Zeker voor die laatste categorie is de investeringskost vaak hoog en doen de landbouwers een beroep op de subsidies uit het Vlaams Landbouwinvesteringsfonds (VLIF). Naargelang welke investering het betreft kunnen zij aanspraak maken op een steunpercentage van 50, 40, 30 of 15 procent met een maximum van 300.000 euro per bedrijf en een top-up van 10 procentpunt als het om jonge boeren gaat.
Elke blokperiode, dus per kwartaal, wordt er vanuit de administratie een lijst gepubliceerd met de subsidiabele investeringen en hun respectievelijke steunpercentages. Vanuit het veld is mij gesignaleerd dat, doordat het VLIF werkt met een geslotenenveloppefinanciering en de investeringen met de hoogste steunpercentages in eerste instantie worden geëvalueerd, er vaak geen of een beperkt aantal middelen meer over blijven voor de investeringen met de lagere steunpercentages, voornamelijk die in de categorie van 15 procent. Hierdoor bestaat het risico dat er heel wat investeringen die een bijdrage leveren aan ammoniakreductie, lagere nitraatresidu’s en betere bodemkwaliteit, niet zullen plaatsvinden, omdat zij voornamelijk aan die 15 procent zouden zijn toegeschreven.
Welke lessen trekt u uit de documentaire 'Mestmeesters' van de VLM? Hoe kunnen goede praktijken uit deze documentaire nog breder ingang vinden binnen de landbouwpraktijk?
Hoe evalueert u het VLIF-subsidiekader wat betreft het uit de boot vallen of minder aan bod komen van maatregelen met een lager steunpercentage?

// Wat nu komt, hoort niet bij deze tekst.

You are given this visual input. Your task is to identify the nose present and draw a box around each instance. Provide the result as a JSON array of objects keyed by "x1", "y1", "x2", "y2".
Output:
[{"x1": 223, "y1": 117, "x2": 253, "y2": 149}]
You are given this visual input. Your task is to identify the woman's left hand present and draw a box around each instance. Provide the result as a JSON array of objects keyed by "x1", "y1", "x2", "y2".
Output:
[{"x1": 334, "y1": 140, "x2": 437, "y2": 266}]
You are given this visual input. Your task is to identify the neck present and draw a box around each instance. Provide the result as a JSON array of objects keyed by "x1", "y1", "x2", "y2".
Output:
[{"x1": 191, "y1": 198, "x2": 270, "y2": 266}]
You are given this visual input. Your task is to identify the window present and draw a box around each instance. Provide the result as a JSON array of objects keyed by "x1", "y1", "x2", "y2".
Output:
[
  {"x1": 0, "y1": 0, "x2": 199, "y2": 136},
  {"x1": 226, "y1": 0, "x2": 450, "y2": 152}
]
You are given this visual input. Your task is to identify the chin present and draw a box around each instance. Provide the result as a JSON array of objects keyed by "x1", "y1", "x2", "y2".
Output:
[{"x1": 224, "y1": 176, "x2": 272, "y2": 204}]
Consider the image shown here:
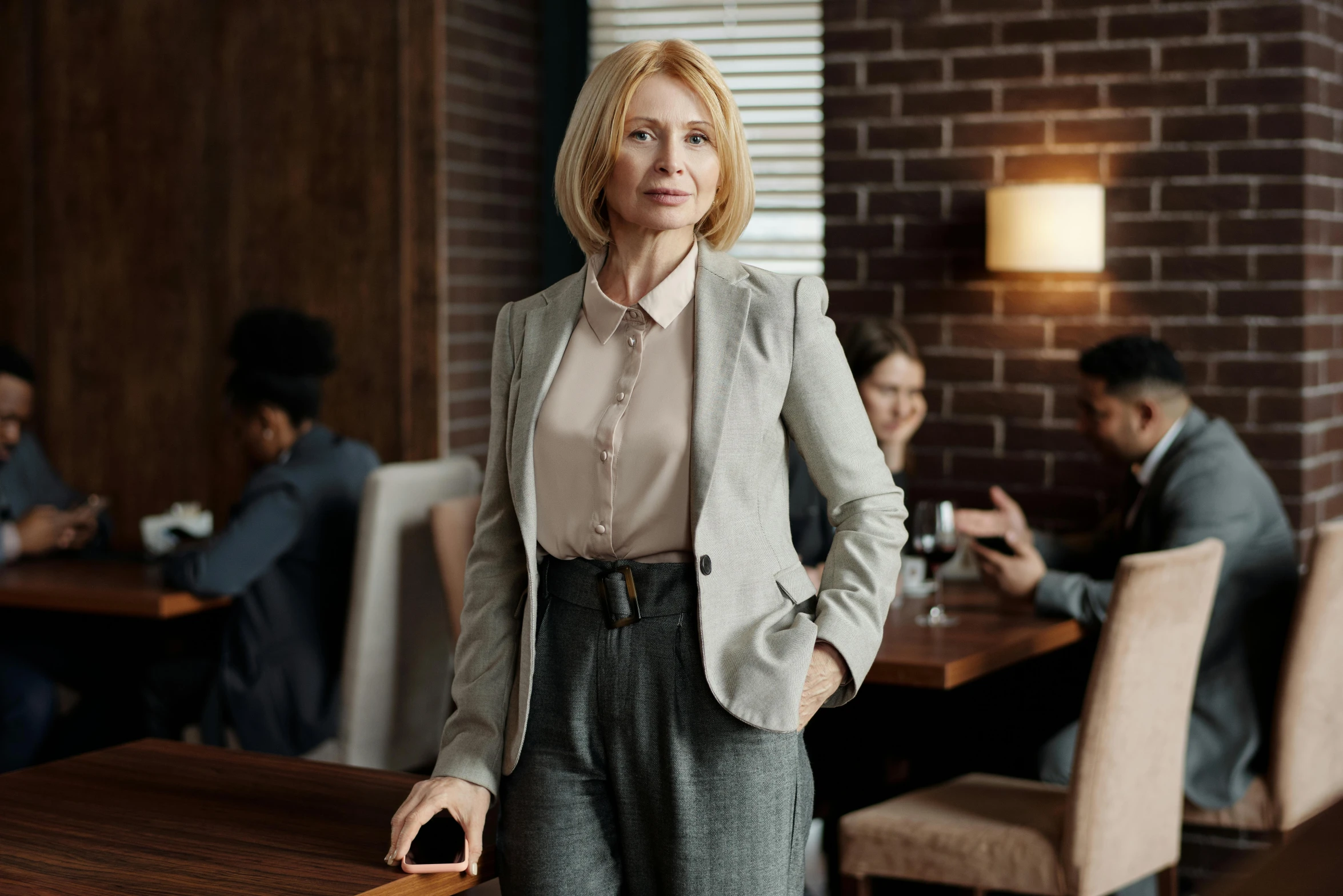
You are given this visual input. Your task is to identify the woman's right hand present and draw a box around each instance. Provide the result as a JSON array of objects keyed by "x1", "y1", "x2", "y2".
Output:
[{"x1": 385, "y1": 778, "x2": 490, "y2": 874}]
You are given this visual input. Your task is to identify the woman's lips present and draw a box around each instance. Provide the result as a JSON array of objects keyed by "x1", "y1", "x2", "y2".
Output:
[{"x1": 643, "y1": 189, "x2": 690, "y2": 206}]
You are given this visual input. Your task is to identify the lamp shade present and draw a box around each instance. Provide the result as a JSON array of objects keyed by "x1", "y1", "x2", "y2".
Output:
[{"x1": 985, "y1": 184, "x2": 1105, "y2": 273}]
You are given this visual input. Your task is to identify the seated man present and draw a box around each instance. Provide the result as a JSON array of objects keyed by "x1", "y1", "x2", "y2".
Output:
[
  {"x1": 956, "y1": 336, "x2": 1297, "y2": 809},
  {"x1": 0, "y1": 342, "x2": 101, "y2": 773},
  {"x1": 0, "y1": 342, "x2": 106, "y2": 563}
]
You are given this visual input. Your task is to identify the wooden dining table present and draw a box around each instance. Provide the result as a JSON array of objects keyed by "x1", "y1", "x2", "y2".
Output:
[
  {"x1": 0, "y1": 740, "x2": 494, "y2": 896},
  {"x1": 0, "y1": 558, "x2": 230, "y2": 619},
  {"x1": 866, "y1": 582, "x2": 1085, "y2": 690}
]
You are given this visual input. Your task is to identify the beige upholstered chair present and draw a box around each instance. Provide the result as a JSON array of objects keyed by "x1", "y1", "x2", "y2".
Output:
[
  {"x1": 840, "y1": 539, "x2": 1224, "y2": 896},
  {"x1": 1185, "y1": 520, "x2": 1343, "y2": 833},
  {"x1": 430, "y1": 494, "x2": 481, "y2": 645},
  {"x1": 325, "y1": 455, "x2": 481, "y2": 770}
]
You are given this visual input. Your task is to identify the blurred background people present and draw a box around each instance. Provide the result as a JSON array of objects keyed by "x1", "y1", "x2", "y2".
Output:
[
  {"x1": 788, "y1": 318, "x2": 928, "y2": 589},
  {"x1": 956, "y1": 336, "x2": 1297, "y2": 827},
  {"x1": 0, "y1": 342, "x2": 107, "y2": 563},
  {"x1": 0, "y1": 342, "x2": 126, "y2": 773},
  {"x1": 159, "y1": 307, "x2": 379, "y2": 755}
]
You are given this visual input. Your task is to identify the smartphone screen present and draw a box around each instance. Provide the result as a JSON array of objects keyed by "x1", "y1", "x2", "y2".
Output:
[
  {"x1": 975, "y1": 536, "x2": 1017, "y2": 558},
  {"x1": 406, "y1": 811, "x2": 466, "y2": 865}
]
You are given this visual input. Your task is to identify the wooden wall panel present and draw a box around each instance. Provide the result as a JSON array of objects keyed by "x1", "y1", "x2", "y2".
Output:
[
  {"x1": 0, "y1": 0, "x2": 36, "y2": 352},
  {"x1": 34, "y1": 0, "x2": 218, "y2": 537},
  {"x1": 0, "y1": 0, "x2": 442, "y2": 547}
]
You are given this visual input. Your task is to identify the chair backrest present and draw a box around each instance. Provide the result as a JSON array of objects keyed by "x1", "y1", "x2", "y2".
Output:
[
  {"x1": 1062, "y1": 539, "x2": 1225, "y2": 896},
  {"x1": 430, "y1": 494, "x2": 481, "y2": 645},
  {"x1": 1269, "y1": 520, "x2": 1343, "y2": 830},
  {"x1": 338, "y1": 457, "x2": 481, "y2": 770}
]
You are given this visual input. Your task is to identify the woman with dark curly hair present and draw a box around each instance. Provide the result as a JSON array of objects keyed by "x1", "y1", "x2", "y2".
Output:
[{"x1": 166, "y1": 307, "x2": 377, "y2": 755}]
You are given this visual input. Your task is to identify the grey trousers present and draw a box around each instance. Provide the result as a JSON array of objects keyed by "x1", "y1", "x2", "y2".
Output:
[{"x1": 497, "y1": 559, "x2": 813, "y2": 896}]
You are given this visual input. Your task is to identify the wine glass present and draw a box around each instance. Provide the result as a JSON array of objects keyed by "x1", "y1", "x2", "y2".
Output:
[{"x1": 910, "y1": 501, "x2": 960, "y2": 629}]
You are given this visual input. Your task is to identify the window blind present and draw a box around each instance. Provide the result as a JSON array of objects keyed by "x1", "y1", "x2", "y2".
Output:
[{"x1": 588, "y1": 0, "x2": 825, "y2": 274}]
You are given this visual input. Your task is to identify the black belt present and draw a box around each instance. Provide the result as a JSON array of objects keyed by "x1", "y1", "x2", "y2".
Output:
[{"x1": 541, "y1": 558, "x2": 698, "y2": 629}]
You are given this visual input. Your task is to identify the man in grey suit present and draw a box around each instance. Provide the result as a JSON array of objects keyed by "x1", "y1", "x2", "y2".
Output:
[
  {"x1": 0, "y1": 342, "x2": 105, "y2": 773},
  {"x1": 0, "y1": 342, "x2": 105, "y2": 564},
  {"x1": 956, "y1": 336, "x2": 1297, "y2": 827}
]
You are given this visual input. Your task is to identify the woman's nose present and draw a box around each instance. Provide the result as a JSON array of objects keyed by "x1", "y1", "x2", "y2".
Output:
[{"x1": 658, "y1": 148, "x2": 685, "y2": 175}]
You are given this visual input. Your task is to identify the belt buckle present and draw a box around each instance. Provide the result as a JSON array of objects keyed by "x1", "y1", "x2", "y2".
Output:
[{"x1": 598, "y1": 567, "x2": 643, "y2": 629}]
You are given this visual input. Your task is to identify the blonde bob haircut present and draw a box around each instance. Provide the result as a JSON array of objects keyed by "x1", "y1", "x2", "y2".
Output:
[{"x1": 555, "y1": 41, "x2": 755, "y2": 255}]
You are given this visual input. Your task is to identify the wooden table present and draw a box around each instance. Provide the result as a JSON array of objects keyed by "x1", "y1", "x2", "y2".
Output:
[
  {"x1": 866, "y1": 582, "x2": 1084, "y2": 690},
  {"x1": 0, "y1": 740, "x2": 493, "y2": 896},
  {"x1": 0, "y1": 559, "x2": 230, "y2": 619}
]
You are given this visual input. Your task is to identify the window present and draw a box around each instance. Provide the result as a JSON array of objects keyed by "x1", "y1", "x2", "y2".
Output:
[{"x1": 590, "y1": 0, "x2": 825, "y2": 274}]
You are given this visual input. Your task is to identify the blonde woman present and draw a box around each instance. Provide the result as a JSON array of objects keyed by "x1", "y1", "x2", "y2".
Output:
[{"x1": 388, "y1": 41, "x2": 905, "y2": 896}]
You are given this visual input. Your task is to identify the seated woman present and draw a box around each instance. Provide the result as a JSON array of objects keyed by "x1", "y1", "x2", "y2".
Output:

Hoe kunnen we ervoor zorgen dat ook investeringen met een lager steunpercentage in aanmerking komen en subsidies kunnen krijgen?
De voorzitter
Minister Brouns heeft het woord.
Minister Jo Brouns
De documentaire ‘Mestmeesters’ gaf inderdaad een blik op de werking van een aantal bedrijven die goede praktijken toepassen ter verbetering van de waterkwaliteit. Ook binnen de werking van het Agentschap Landbouw en Zeevisserij wordt met een stimulerend beleid ingezet op die goede praktijken. Vanuit de oproep voor de demonstratieprojecten van 2022 werden een zestal projecten met als doel goede praktijken demonstreren en de waterkwaliteit verbeteren, ondersteund. Ook in de oproep ‘Demonstratieprojecten 2024’ is duurzaam nutriëntenbeheer een van de twee thema’s. Er lopen ook twee projecten in het kader van het European Innovation Partnership (EIP), namelijk PolderOntploegd – niet-kerende grondbewerking in de polder – en Akkerbouw Directzaai. In deze projecten worden innoverende technieken samen met een paar landbouwers geoptimaliseerd. Vervolgens worden andere landbouwers gesensibiliseerd om deze in de praktijk toe te passen.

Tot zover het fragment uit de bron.